Schmerz einer Drehung | letztes Schauen | während das Schicksal gewrungen und geschleudert || Reinigung von seiner Irrsal | durch die endlosen Tunnel | der einsam schlafenden Schlange

der Winter wartet
auf die Verlassenen
die ohne Trauer sind
die in ihren Schatten warfen
den Nachhall eines zerschlagenen Lebens

Frühlingsgedanke | im späten Herbst

ihr kleinen Blätter
fallt doch auf unsere Füße
fällt doch das Licht des Ufers
zwischen die Schritte
dass unsere Augen Knospen seien

Rostocker LiederGaben

Fünf Waka-Variationen

Schicksal.
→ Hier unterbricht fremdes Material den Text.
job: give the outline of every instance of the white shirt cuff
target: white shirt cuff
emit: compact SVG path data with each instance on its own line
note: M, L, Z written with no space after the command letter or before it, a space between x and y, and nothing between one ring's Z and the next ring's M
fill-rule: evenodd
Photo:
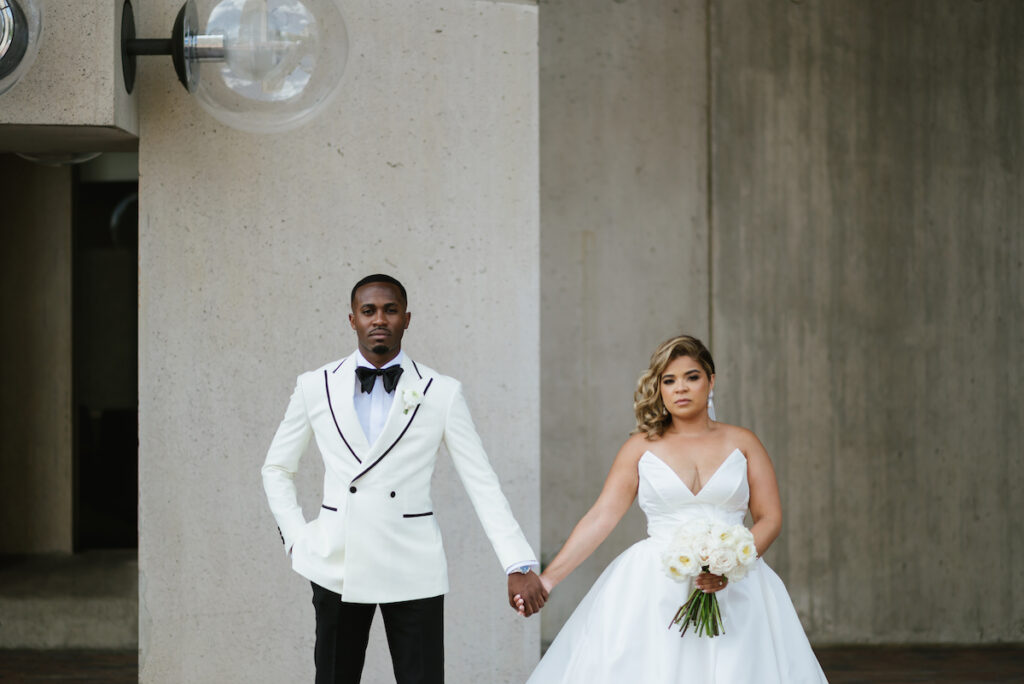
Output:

Fall der Schöpfung.
Tag. an seinem Ende.
freie Wege. lichtlos.
Krüge voll Asche. in den Brunnen gegossen.
schöpfend ein Wasser. dem Unstillbaren.

verstecke dich. Blüte.
im Schatten der Kiefern.
warte noch ab das sattere Licht
nach dem Tag der verblutenden Möwe,
wenn das Meer ihren letzten Wunsch an die Küste gespült.

am Anfang. ein Blick.
Schweigen. am Ende.
Augen wie welkende Astern
im Gewölle der Zeiten,
wehend zwischen dem morschen Holz ihrer Lippen.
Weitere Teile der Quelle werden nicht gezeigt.